Traffic and Overcrowding
Traffic has always been the bane of city living, and while there is a distant promise for concepts like smart cities and autonomous vehicles, traffic remains in the present. As traffic problems worsen and infrastructure issues and rising population cause mass transit options to struggle, new solutions have arisen. The issue is that these solutions, namely ride-share scooters and e-bikes, often cause problems all their own as their numbers multiply and contribute to crowding on roads and sidewalks. Injuries to both riders and pedestrians have skyrocketed. Also, mechanical issues often follow and in some cases, the scooters and bikes themselves have been trashed or left as litter.

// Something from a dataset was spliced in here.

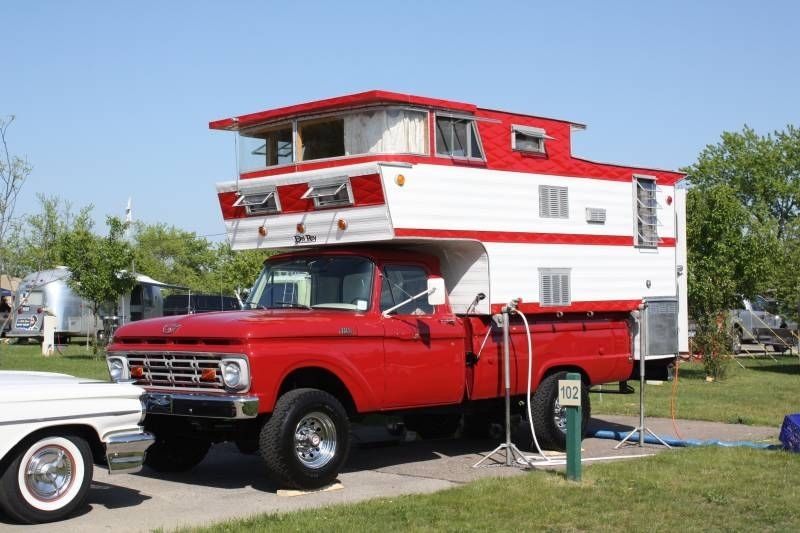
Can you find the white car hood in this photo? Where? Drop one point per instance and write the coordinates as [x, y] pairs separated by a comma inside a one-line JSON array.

Higher Violent Crime Rates
Crime rates in many big cities have fallen in the past few decades. And, overall crime rates in cities aren’t higher than in rural areas; however, violent crime still happens more often in cities. Certainly, the simple idea of population density helps explain this. However even when looking at specific statistics, such as murder rates, there are some very highly ranked cities. Gang violence, overburdened police and more variance in economic conditions can all play a role in how a city’s crime rate may fluctuate.
Anonymous and Isolating
It may seem strange that despite being surrounded by thousands or millions of people, city life can be extremely isolating. In turn, this can cause issues such as depression, anxiety and depressed immune systems. It can also contribute to things like alcohol or drug abuse. There’s a lack of green space, and cold apartments segregate residents from each other. Busy streets don’t allow time to stop and smell the roses. Frenetic work-life and bustling energy discourages leisure time spent with other people. These are all potential causes of a problem that is increasingly coming into focus. While smaller towns and rural areas often feature a strong sense of community and togetherness, the big cities can essentially cause residents to be lost in an anonymous background, where they’re vulnerable to the negative repercussions of loneliness.
For all the glitz and glamour, big city living may not be the best choice for everyone in today’s world. While it does come with great opportunity, there is a cost that goes along with life in the urban jungle. However, knowing that these problems exist can go a long way toward helping a potential resident have a smoother transition or make a more informed decision.